Ask HN: Micro services at macro-scale?
We use AWS autoscaling, and build ephemeral front-end servers to handle wildly fluctuating traffic levels throughout the day. We can be as low as 3 servers, and as high as 13 (front-end only, does not include DB/Redis).
I've been tearing off piece9s of what has become a large-scale app in to "micro-services" (for lack of a better name). Most are written in Go, as I both enjoy it and find it fast to develop in. But when looking at the future, I'm trying to decide between Go and Elixir for a port of the largest part of the app. I know Elixir's OTP layer lets servers almost work as a hive-mind, whereas Go would be better to services that could have several instances launched in parallel that are not necessarily aware of each other. Our current practice of having all front-end servers load-balance requests and have no inter-communication (so scaling down doesn't cause any real problems) seems to work well.
My question is mostly around architecture, and comparing OTP-based smart clustering with "dumb scaling" of many instances of the same small services that don't inter-communicate. I don't want to get into a language debate, but rather am looking for thoughts about building services to scale to many thousands of requests per second, and the different approaches to doing so.
Thoughts? (Edit: clarity)
7 comments
[ 3.0 ms ] story [ 32.2 ms ] threadThen your problem is embarrassingly parallel and your solution does not need to be "micro services" to scale.
Sorry if I missed something, I skimmed your text.
Of course certain services have to be aware of others, but they don't necessarily need to be aware of other copies of themselves behind the same LB.
But yes, currently, everything is just parallel instances.
But I think you should read some presentations about microservices before you decide to code a giant new architecture. There are other solutions already developed. A guide on the mindset of microservices that is useful is well written in these two articles: http://www.pwc.com/us/en/technology-forecast/2014/cloud-comp... and http://www.tigerteam.dk/2014/micro-services-its-not-only-the...
Xing used elixir/erlang built an rabbit mq, riak, and redis based service that seemed like a good build for scaling a large system with minimal memory and latency. You can watch that video here: https://www.youtube.com/watch?v=38yKu5HR-tM
For scaling microservices you generally want to use http and queueing services for distributing the messages. There are many options in this retrospect. Redis and RabbitMQ are some of the better ones. Something newly being developed but could be of interest is syncfree: https://github.com/SyncFree . The reason syncfree is a good fit for a distirbuted service is it will not get bulky from updates based on timed services. For the rabbitmq version of riak: https://github.com/jbrisbin/riak-exchange
An alternatives to riak is hibaridb, but may take a bit more work to get functional with other stuff: https://github.com/hibari/
With http APIs you can just curl into your APIs. Or load balance and proxy them with HAProxy, Nginx, Varnish etc. Amazon has route53 for managing it by dns. There is also zonify: https://github.com/airbnb/zonify
Microservices are also usually built on some form of actor framework. Akka is what Gilt used. You can watch a video on Gilt's microservices: http://tech.gilt.com/post/65070094551/gilts-kevin-scaldeferr... .
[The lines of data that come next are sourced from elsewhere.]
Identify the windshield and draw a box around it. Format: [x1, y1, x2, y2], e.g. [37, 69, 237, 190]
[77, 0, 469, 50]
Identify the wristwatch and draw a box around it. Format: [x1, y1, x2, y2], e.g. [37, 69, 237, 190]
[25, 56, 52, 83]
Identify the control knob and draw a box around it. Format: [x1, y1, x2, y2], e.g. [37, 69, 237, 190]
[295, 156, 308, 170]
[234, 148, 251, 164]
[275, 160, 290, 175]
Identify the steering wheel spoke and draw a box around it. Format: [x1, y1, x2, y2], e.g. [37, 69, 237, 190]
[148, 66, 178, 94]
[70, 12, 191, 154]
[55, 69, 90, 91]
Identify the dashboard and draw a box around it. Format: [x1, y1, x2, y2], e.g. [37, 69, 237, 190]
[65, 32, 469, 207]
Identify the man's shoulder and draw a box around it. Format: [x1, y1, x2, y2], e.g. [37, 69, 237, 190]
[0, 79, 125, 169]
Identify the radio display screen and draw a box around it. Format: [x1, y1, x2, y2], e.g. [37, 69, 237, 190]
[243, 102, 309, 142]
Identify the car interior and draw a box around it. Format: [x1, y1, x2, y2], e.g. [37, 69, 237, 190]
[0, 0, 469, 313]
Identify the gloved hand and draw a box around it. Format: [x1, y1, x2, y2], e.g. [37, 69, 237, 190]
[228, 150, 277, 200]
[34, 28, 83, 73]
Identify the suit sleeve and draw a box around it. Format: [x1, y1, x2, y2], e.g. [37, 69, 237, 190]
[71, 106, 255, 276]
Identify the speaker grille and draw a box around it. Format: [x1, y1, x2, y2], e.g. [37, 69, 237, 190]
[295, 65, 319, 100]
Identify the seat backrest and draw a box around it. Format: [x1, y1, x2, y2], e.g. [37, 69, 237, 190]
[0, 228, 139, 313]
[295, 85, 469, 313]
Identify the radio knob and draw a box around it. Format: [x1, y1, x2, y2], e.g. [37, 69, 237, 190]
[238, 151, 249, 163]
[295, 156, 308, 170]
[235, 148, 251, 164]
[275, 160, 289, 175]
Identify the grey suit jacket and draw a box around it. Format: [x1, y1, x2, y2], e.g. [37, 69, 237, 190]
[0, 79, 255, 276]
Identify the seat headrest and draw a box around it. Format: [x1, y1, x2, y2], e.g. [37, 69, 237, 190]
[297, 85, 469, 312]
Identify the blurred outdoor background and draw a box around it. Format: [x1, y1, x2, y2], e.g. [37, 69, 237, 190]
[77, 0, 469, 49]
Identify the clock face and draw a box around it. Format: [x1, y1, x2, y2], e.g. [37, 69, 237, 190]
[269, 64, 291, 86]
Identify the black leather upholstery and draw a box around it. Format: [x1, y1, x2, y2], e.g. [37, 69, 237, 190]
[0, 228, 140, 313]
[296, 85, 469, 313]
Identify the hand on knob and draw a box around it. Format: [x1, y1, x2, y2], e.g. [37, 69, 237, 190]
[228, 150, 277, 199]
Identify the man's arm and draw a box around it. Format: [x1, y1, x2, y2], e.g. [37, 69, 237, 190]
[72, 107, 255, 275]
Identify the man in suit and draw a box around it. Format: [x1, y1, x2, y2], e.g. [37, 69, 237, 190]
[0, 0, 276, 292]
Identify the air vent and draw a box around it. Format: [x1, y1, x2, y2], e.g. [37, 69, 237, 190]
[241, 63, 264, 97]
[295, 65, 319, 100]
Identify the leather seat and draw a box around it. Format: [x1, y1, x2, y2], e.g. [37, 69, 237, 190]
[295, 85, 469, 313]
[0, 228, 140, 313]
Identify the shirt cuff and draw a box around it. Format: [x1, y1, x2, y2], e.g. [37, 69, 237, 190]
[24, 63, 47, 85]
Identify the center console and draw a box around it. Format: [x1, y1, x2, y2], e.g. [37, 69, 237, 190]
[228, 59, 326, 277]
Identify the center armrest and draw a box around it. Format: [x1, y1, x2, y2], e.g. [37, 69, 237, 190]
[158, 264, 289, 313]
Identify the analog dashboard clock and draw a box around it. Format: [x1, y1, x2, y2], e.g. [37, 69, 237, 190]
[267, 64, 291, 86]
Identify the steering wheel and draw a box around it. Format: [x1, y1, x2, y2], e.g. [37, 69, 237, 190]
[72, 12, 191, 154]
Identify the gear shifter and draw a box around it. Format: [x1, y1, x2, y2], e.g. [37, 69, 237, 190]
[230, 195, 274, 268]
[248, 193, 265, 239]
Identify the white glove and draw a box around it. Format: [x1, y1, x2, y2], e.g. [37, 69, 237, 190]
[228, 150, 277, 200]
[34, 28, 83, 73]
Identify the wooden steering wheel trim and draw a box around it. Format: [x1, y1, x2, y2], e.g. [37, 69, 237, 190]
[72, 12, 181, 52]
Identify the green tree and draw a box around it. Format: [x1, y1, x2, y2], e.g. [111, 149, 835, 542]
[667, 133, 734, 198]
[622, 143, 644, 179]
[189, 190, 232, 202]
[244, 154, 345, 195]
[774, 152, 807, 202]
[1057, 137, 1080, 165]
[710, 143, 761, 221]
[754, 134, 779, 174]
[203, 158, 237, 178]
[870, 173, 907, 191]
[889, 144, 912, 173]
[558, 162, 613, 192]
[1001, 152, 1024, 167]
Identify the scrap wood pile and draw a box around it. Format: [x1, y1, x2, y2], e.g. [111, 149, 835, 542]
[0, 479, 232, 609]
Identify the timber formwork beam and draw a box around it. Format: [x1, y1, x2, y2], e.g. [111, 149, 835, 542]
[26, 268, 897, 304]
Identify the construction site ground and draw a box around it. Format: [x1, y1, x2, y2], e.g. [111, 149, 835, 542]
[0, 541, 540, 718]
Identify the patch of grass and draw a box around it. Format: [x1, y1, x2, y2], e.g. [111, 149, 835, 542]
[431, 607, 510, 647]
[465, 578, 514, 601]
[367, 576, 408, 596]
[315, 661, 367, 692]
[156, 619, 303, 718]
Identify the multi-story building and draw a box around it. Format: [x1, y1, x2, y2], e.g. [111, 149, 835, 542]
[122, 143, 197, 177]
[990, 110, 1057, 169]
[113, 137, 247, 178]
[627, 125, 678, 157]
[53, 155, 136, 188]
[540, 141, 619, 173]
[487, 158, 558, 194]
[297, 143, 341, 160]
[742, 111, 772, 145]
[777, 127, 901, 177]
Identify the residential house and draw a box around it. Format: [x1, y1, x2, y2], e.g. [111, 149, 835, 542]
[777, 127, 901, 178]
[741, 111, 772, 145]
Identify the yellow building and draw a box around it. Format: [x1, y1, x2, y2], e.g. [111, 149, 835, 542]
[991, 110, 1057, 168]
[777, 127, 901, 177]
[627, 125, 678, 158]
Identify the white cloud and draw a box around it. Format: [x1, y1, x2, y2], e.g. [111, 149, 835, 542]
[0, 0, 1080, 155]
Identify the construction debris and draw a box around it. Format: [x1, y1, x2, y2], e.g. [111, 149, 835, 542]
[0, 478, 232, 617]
Serialization is just as important in microservices for scaling up small microservices to handle larger loads. For example, when Gilt wanted to scale they used Jackson json serialization. Jackson (www.github.com/fastxml/) is fairly scalable because it is as fast as protocolbuff and has support for hierarchies. They also used the sbt runtime packaging for automatically re-creating and re-compiling their components. They built components using ClusterMate (https://github.com/cowtowncoder/ClusterMate) I think.
You might be interested in a startup that hook's github gists for microservices at hook.io .
As for updates they often use pubsub architectures. I think Gilt used one as well. You can infer a lot of what they did from their released github code at www.github.com/gilt/ .
Other resources to read about microservices: https://news.ycombinator.com/item?id=7994540
Disclaimer: I do a lot of reading, not a lot of building. Though sometimes a lot of reading means reading research papers, and whitepapers from companies to get an idea of what works or not.
In addition thought I'd mention theres a few good resources as well listed from this github account based on java actors/microservices: https://github.com/puniverse
- Is it for cost?
- Reliability?
- Scratch a tech itch?
- Not flexible enough for future needs?
As obviously that will affect a lot of decisions
Concurrency as a first-class feature would allow me to actually simplify things, which is a bonus, as I am loathe to use the threading or multi-processing libraries in Python. I could rewrite parts in say, Twisted, but that's still rewriting.
This is not scratch-a-tech-itch, I assure you. I have plenty of new work to be done that will give me that. It's about taking an academic exercise and battle-hardening it and making appropriate design decisions for scale even above where we currently are.
(Squeezing more req/s out of each AWS instance isn't going to hurt our bottom line either, but that's secondary.)